菅原道真は現代では学問の神様として有名ですが、以前は怨霊だったことを知っていますか?
策略により不遇のまま亡くなった道真は雷を使う怨霊として復讐を果たしたのです。
その後、道真は大切に祀られて現代の学問の神様になりました。
怨霊と聞くと悪者のように思えますが、いじめられたことへの抗議のためと考えるとちょっぴり道真の気持ちが分かる気がします。

モノの見方も一つじゃない。

<はじめに>

イラスト1

「福祉」の主役は誰でしょうか?
福祉を必要としている人でしょうか?
それとも福祉を「施してくださるお国や地方自治体」でしょうか?
福祉を受けることで幸せになるのは誰でしょうか?

<福祉のコスパも一つじゃない>

イラスト2

障がい者として様々なサービスを受ける際に提出を求められるモノの一つに「障害者手帳(身体障害者手帳、療育手帳、精神障害者保健福祉手帳)」があります。
障害者手帳を提示するとお得にサービスを受けられる反面、それを取得するためには障がい者は様々な負担を負っています。
その負担の中で明確に数値化できるものに診断書の発行料金があります。
当然ですが、医療機関での診断書の発行に健康保険等は適用されず、全額自己負担です。
つまり、障がい者がサービスを受けるためには高額の診断書が必要なのです。

<福祉の主役も一つじゃない>

栃木県大田原市では、「障害者手帳等の申請に関する診断書料の助成」として
 身体障害者手帳用診断書一通につき5000円まで
 精神障害者保健福祉手帳用診断書一通につき3000円まで
 自立支援医療用診断書一通につき3000円まで
助成金が出るそうです(令和4年3月31日で廃止されます)。

また、秋田県横手市でも、「精神障害者保健福祉手帳の申請に関する診断書料の助成」として、精神障害者保健福祉手帳用診断書一通につき3000円まで助成金が出るそうです。
私のように障害を負ったことで心を打ちのめされている人にとっては、自身の置かれている状態に落胆しているのに更に診断書取得のために高額の出費が重なることは、
 「弱り目に祟り目」
 「泣きっ面に蜂」(双方ともに困っているのに更に不幸が重なるという意味です)
なのです。

そうした障がい者の実情を理解し、寄り添った行動をしてくれる自治体が日本にはあるようです。

<福祉の主役も一つじゃない2>

現在の福祉は主に「市区町村」に提供責任があります。
それは地域住民の生活に近い自治体が市区町村だからなのですが、そうした「責任」から逃げる自治体があるようです。
宮城県にある、石巻市、東松島市、女川町は共同で
「地域生活支援事業のうち、移動支援、日中一時支援、地域活動支援センター、訪問入浴、生活サポート事業については、指定基準を設け、サービスを提供する事業所を指定する方法により、これらの事業を実施します。
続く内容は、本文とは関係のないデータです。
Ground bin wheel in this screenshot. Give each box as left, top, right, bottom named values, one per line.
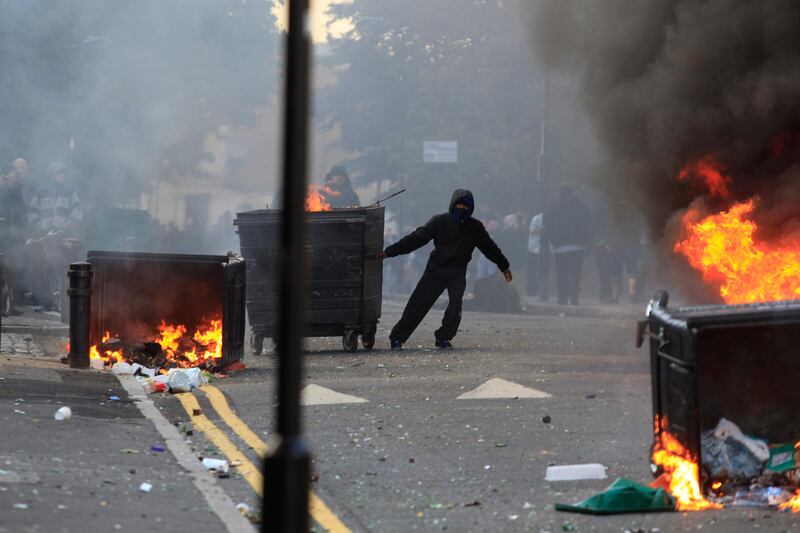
left=250, top=333, right=264, bottom=355
left=361, top=326, right=378, bottom=350
left=342, top=330, right=358, bottom=353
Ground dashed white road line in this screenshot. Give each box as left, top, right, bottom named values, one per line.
left=456, top=378, right=552, bottom=400
left=117, top=375, right=256, bottom=533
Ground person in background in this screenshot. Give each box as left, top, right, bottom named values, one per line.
left=542, top=183, right=592, bottom=305
left=324, top=165, right=361, bottom=209
left=29, top=163, right=83, bottom=236
left=527, top=213, right=543, bottom=296
left=0, top=160, right=30, bottom=315
left=378, top=189, right=512, bottom=350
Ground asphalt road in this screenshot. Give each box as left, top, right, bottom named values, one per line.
left=0, top=303, right=798, bottom=532
left=158, top=305, right=797, bottom=532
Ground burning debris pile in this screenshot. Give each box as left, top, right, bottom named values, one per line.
left=80, top=319, right=222, bottom=393
left=306, top=185, right=340, bottom=211
left=89, top=319, right=222, bottom=371
left=651, top=417, right=800, bottom=512
left=529, top=0, right=800, bottom=303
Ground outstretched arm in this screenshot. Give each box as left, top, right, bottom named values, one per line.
left=378, top=218, right=436, bottom=259
left=475, top=226, right=514, bottom=282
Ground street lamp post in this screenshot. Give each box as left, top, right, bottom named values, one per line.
left=262, top=0, right=310, bottom=533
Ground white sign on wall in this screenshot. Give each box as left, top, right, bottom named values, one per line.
left=422, top=141, right=458, bottom=163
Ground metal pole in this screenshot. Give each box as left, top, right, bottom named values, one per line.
left=262, top=0, right=311, bottom=533
left=67, top=263, right=92, bottom=368
left=0, top=254, right=3, bottom=350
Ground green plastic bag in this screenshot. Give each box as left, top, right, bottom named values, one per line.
left=556, top=478, right=675, bottom=515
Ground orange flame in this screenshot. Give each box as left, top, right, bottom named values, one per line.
left=652, top=417, right=722, bottom=511
left=778, top=489, right=800, bottom=513
left=678, top=156, right=731, bottom=198
left=89, top=319, right=222, bottom=368
left=306, top=185, right=341, bottom=211
left=674, top=199, right=800, bottom=304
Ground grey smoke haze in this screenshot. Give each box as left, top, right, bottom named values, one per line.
left=528, top=0, right=800, bottom=239
left=0, top=0, right=280, bottom=220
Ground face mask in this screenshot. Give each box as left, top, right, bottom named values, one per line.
left=451, top=207, right=469, bottom=220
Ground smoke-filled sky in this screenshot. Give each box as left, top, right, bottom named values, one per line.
left=529, top=0, right=800, bottom=241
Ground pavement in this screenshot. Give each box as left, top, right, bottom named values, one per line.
left=0, top=301, right=798, bottom=532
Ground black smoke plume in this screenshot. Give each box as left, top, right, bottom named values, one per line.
left=528, top=0, right=800, bottom=239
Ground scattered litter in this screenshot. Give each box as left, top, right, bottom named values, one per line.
left=203, top=457, right=230, bottom=474
left=53, top=406, right=72, bottom=421
left=0, top=468, right=22, bottom=483
left=222, top=360, right=247, bottom=374
left=556, top=478, right=675, bottom=515
left=545, top=463, right=607, bottom=481
left=700, top=418, right=770, bottom=481
left=139, top=378, right=169, bottom=394
left=131, top=363, right=157, bottom=378
left=167, top=368, right=208, bottom=393
left=236, top=502, right=253, bottom=516
left=111, top=361, right=133, bottom=376
left=733, top=487, right=794, bottom=508
left=767, top=442, right=796, bottom=472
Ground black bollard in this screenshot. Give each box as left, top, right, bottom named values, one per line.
left=67, top=263, right=92, bottom=368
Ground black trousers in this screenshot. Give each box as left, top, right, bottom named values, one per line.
left=526, top=252, right=539, bottom=296
left=389, top=274, right=467, bottom=342
left=554, top=251, right=583, bottom=305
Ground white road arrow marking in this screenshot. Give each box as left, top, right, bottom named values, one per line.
left=456, top=378, right=552, bottom=400
left=300, top=384, right=368, bottom=405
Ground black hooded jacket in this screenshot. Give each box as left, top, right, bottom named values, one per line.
left=386, top=189, right=509, bottom=279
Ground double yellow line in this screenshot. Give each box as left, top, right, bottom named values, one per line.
left=176, top=385, right=350, bottom=533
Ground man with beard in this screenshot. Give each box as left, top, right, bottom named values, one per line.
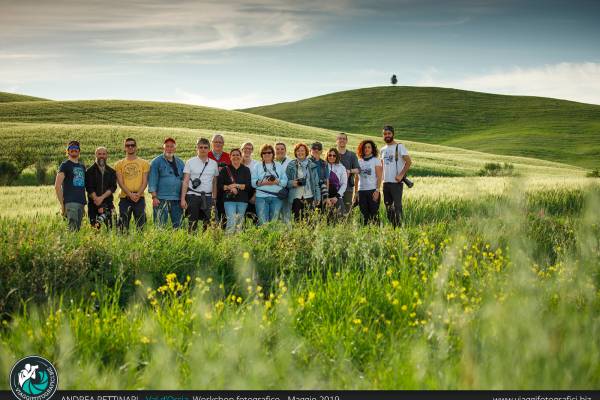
left=85, top=147, right=117, bottom=228
left=381, top=125, right=412, bottom=227
left=148, top=137, right=185, bottom=228
left=54, top=140, right=85, bottom=231
left=115, top=138, right=150, bottom=230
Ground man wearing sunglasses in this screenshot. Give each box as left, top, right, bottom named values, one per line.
left=180, top=138, right=219, bottom=232
left=115, top=138, right=150, bottom=229
left=54, top=140, right=85, bottom=231
left=381, top=125, right=412, bottom=227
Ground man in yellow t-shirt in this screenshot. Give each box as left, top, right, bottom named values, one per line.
left=115, top=138, right=150, bottom=229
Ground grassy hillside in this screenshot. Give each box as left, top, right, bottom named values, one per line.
left=0, top=123, right=584, bottom=176
left=0, top=100, right=332, bottom=136
left=244, top=86, right=600, bottom=168
left=0, top=92, right=48, bottom=103
left=0, top=95, right=584, bottom=176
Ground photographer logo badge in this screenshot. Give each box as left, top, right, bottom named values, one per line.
left=10, top=356, right=58, bottom=400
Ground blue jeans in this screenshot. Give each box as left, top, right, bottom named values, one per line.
left=281, top=199, right=292, bottom=224
left=152, top=199, right=183, bottom=228
left=224, top=201, right=248, bottom=232
left=256, top=196, right=282, bottom=225
left=119, top=197, right=146, bottom=230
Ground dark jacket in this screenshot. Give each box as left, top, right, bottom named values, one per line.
left=285, top=158, right=321, bottom=204
left=217, top=164, right=252, bottom=203
left=85, top=163, right=117, bottom=209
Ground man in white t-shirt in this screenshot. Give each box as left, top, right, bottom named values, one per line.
left=181, top=138, right=219, bottom=231
left=380, top=125, right=412, bottom=227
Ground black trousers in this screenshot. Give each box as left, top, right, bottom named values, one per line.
left=358, top=189, right=381, bottom=225
left=185, top=194, right=212, bottom=231
left=292, top=198, right=315, bottom=221
left=383, top=182, right=404, bottom=227
left=119, top=197, right=146, bottom=229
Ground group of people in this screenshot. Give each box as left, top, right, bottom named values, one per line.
left=55, top=125, right=411, bottom=232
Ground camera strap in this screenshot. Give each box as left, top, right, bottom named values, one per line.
left=263, top=161, right=279, bottom=179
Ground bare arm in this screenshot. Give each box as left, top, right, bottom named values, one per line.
left=396, top=155, right=412, bottom=182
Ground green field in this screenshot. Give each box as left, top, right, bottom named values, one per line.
left=243, top=86, right=600, bottom=168
left=0, top=90, right=600, bottom=389
left=0, top=178, right=600, bottom=389
left=0, top=92, right=585, bottom=180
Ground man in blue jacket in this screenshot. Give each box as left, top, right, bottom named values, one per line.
left=148, top=137, right=185, bottom=228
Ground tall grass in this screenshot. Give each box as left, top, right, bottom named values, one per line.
left=0, top=184, right=600, bottom=389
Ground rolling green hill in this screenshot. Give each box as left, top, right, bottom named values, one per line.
left=0, top=100, right=332, bottom=136
left=0, top=94, right=585, bottom=176
left=243, top=86, right=600, bottom=168
left=0, top=92, right=49, bottom=103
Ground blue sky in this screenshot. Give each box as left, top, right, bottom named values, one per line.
left=0, top=0, right=600, bottom=109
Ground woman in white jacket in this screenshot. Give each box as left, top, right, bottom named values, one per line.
left=324, top=147, right=348, bottom=219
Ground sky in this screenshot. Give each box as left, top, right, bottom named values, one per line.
left=0, top=0, right=600, bottom=109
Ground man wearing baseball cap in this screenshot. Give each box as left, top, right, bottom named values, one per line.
left=380, top=125, right=412, bottom=227
left=309, top=142, right=329, bottom=208
left=54, top=140, right=86, bottom=231
left=148, top=137, right=185, bottom=228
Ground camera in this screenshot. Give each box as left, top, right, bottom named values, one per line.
left=94, top=204, right=112, bottom=228
left=320, top=182, right=329, bottom=199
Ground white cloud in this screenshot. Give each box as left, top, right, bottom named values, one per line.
left=0, top=0, right=346, bottom=56
left=172, top=88, right=265, bottom=110
left=418, top=62, right=600, bottom=104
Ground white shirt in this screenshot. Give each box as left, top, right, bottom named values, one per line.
left=327, top=163, right=348, bottom=196
left=380, top=143, right=408, bottom=183
left=358, top=157, right=381, bottom=190
left=183, top=156, right=219, bottom=196
left=242, top=159, right=258, bottom=171
left=277, top=157, right=292, bottom=173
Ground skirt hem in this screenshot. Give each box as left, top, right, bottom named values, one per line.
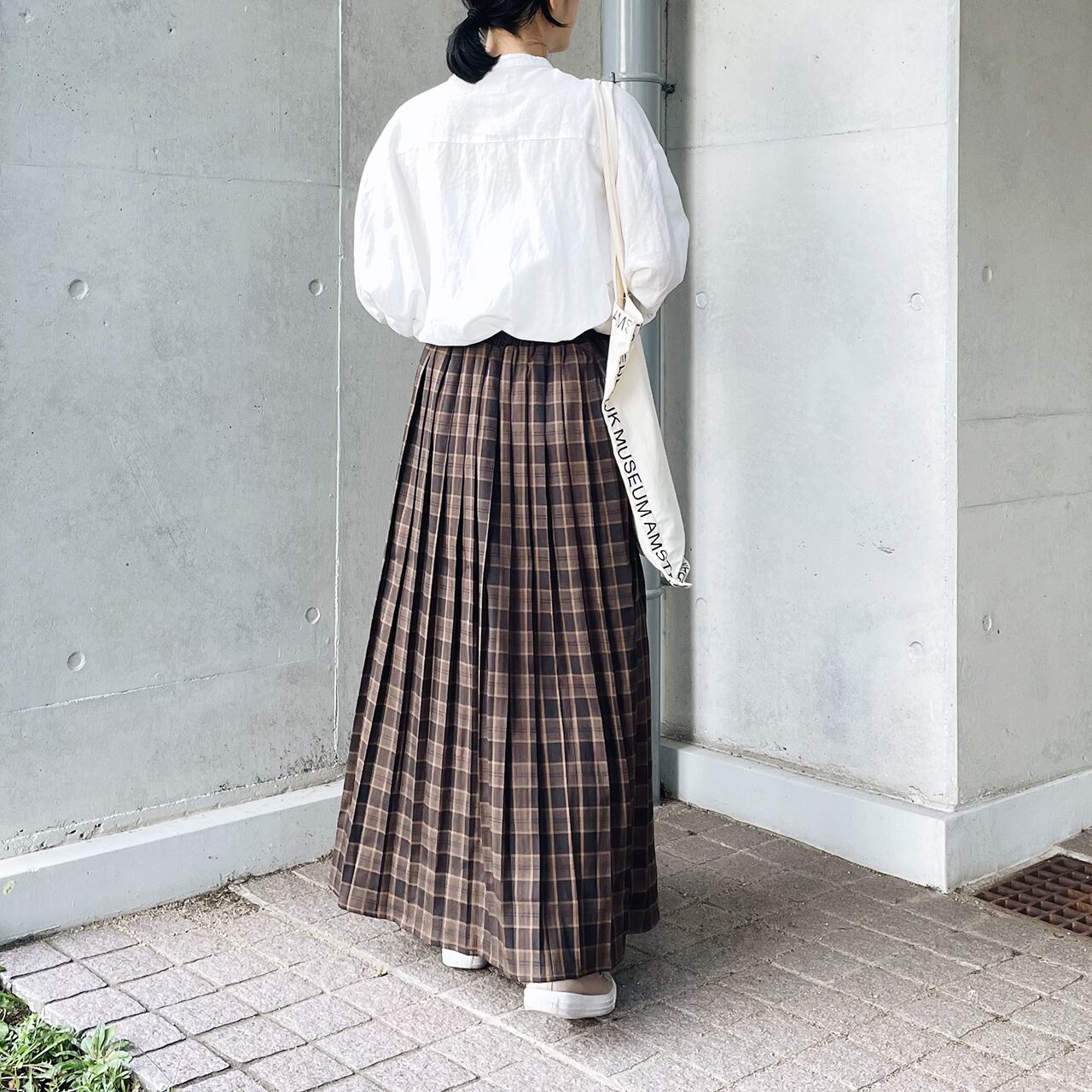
left=335, top=892, right=659, bottom=985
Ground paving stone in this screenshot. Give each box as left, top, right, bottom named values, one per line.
left=83, top=944, right=171, bottom=985
left=292, top=952, right=375, bottom=993
left=780, top=986, right=885, bottom=1035
left=382, top=997, right=479, bottom=1045
left=884, top=944, right=978, bottom=986
left=210, top=908, right=296, bottom=944
left=321, top=1073, right=386, bottom=1092
left=747, top=854, right=838, bottom=903
left=132, top=1038, right=227, bottom=1092
left=1054, top=979, right=1092, bottom=1009
left=613, top=959, right=700, bottom=1010
left=701, top=812, right=789, bottom=861
left=189, top=948, right=276, bottom=986
left=106, top=1013, right=184, bottom=1054
left=615, top=1054, right=723, bottom=1092
left=1038, top=1046, right=1092, bottom=1089
left=227, top=971, right=320, bottom=1013
left=664, top=933, right=759, bottom=983
left=1009, top=997, right=1092, bottom=1043
left=897, top=994, right=994, bottom=1038
left=665, top=834, right=736, bottom=865
left=160, top=993, right=257, bottom=1035
left=717, top=964, right=811, bottom=1005
left=732, top=1058, right=839, bottom=1092
left=0, top=940, right=69, bottom=982
left=312, top=913, right=398, bottom=949
left=201, top=1017, right=304, bottom=1064
left=773, top=944, right=861, bottom=985
left=42, top=986, right=144, bottom=1031
left=671, top=985, right=768, bottom=1027
left=125, top=967, right=214, bottom=1009
left=293, top=853, right=331, bottom=888
left=253, top=929, right=339, bottom=967
left=996, top=1073, right=1073, bottom=1092
left=916, top=1043, right=1021, bottom=1092
left=961, top=1020, right=1069, bottom=1069
left=990, top=956, right=1080, bottom=994
left=367, top=1050, right=474, bottom=1092
left=938, top=971, right=1038, bottom=1017
left=49, top=925, right=136, bottom=963
left=352, top=932, right=430, bottom=974
left=238, top=873, right=345, bottom=924
left=316, top=1020, right=417, bottom=1069
left=430, top=1023, right=526, bottom=1077
left=186, top=1069, right=265, bottom=1092
left=849, top=1014, right=948, bottom=1065
left=13, top=963, right=106, bottom=1009
left=247, top=1046, right=350, bottom=1092
left=270, top=994, right=371, bottom=1040
left=868, top=1066, right=969, bottom=1092
left=440, top=974, right=523, bottom=1015
left=334, top=974, right=433, bottom=1015
left=398, top=951, right=476, bottom=994
left=499, top=1009, right=594, bottom=1043
left=729, top=1008, right=829, bottom=1054
left=834, top=967, right=927, bottom=1009
left=654, top=800, right=729, bottom=838
left=123, top=903, right=196, bottom=943
left=793, top=1038, right=898, bottom=1089
left=488, top=1054, right=607, bottom=1092
left=557, top=1023, right=655, bottom=1077
left=683, top=1033, right=779, bottom=1084
left=851, top=874, right=929, bottom=902
left=820, top=921, right=906, bottom=966
left=143, top=925, right=230, bottom=964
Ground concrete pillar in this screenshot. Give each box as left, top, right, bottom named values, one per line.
left=664, top=0, right=1092, bottom=888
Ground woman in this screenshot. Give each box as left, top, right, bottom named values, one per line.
left=331, top=0, right=689, bottom=1019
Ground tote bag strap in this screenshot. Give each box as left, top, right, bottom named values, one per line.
left=593, top=79, right=629, bottom=307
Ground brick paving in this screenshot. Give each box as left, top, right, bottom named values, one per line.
left=0, top=802, right=1092, bottom=1092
」
と宣言しています。

分かり難いので噛み砕いて解説しますと「本来“市区町村の責任”で提供すべき福祉サービスを“宮城県”に責任をとらせよう。」という勝手な言い分を、石巻市、東松島市、女川町の三つの自治体が共同で主張しているのです。

また、この主張によりそれまで地域で福祉サービスを展開していた法人が業種の変更や廃業に追い込まれたそうです。

女川町では「これをやってしまったら一部のサービスが女川町からなくなってしまう。」という理由で現在はこの主張から離脱しています。
宮城県の石巻市と東松島市では、福祉を提供するのも、提供しないのも、自治体の判断次第のようです。

<おわりに>

イラスト3

福祉を必要としている人が主役となってサービスを選び、受けられることがおかしなことでしょうか。
自治体が福祉を必要としている人に寄り添うことが難しいことでしょうか。
自治体が一方的に施すことが福祉なのでしょうか。
自治体が楽をすることが住民の幸せに繋がるのでしょうか。

私は「地方自治体とは地域住民の幸せのために全力を尽くすべき」だと考えています。
しかし、自治体によって「住民の幸せのために全力を尽くす」か、「職員の幸せのために全力を尽くす」か、に分かれてしまっているようです。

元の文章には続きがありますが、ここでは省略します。